ALERTER SUR UN HARCÈLEMENT MORAL PEUT ENCORE AUJOURD'HUI COÛTER SON EMPLOI !
- Sébastien LAGOUTTE

- 3 juin 2025
- 3 min de lecture
La dénonciation de faits de harcèlement moral est censée protéger les salariés contre toute mesure de représailles, conformément aux articles L. 1152-2 et L. 1152-3 du Code du travail. Pourtant, dans un arrêt du 6 mai 2025 (Cass. Soc. 6 mai 2025, 23-21.908), la Cour de cassation rejette le pourvoi d’une salariée ayant été licenciée pour faute grave quelques mois après avoir dénoncé des agissements de harcèlement, dont la justice reconnaîtra pourtant l’existence.

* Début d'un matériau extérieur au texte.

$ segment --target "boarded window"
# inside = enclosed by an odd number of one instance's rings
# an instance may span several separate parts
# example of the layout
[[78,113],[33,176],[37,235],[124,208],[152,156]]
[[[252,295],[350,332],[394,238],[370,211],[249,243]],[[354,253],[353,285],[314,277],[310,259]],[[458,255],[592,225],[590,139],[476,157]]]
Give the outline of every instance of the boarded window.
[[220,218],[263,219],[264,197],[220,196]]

Ce rejet interroge profondément : peut-on être licencié pour des comportements en réaction à une situation de harcèlement reconnue ? La réponse de la Cour est inquiétante pour les salariés.

Les faits
Dans cette affaire, une assistante comptable embauchée en juillet 2016, dénonce dans un courrier du 5 novembre 2018 un harcèlement moral exercé selon elle par deux collègues, se manifestant notamment par un tableau Excel surveillant ses temps de présence et d'absence, installé sur le serveur de l’entreprise.
Le jour même, elle est arrêtée pour raison de santé. Elle informe son employeur début janvier 2019 de sa grossesse, avec un congé maternité à débuter en juillet.
Le 20 mai 2019, en pleine grossesse, elle est licenciée pour faute grave, au motif d’un comportement jugé inacceptable envers une collègue.
La procédure
La salariée saisit le conseil de prud’hommes, contestant la légitimité de son licenciement et en demandant la nullité, au titre des articles du Code du travail protégeant les salariés ayant dénoncé un harcèlement moral.
La Cour d’appel de Rouen, par un arrêt du 7 septembre 2023, rejette ses demandes. Elle reconnaît pourtant que des faits de harcèlement ont bien été commis à son encontre, mais considère que les agissements reprochés dans la lettre de licenciement (appels insistants, contrôle excessif, ton inadapté) sont autonomes et suffisent à justifier son licenciement pour faute grave.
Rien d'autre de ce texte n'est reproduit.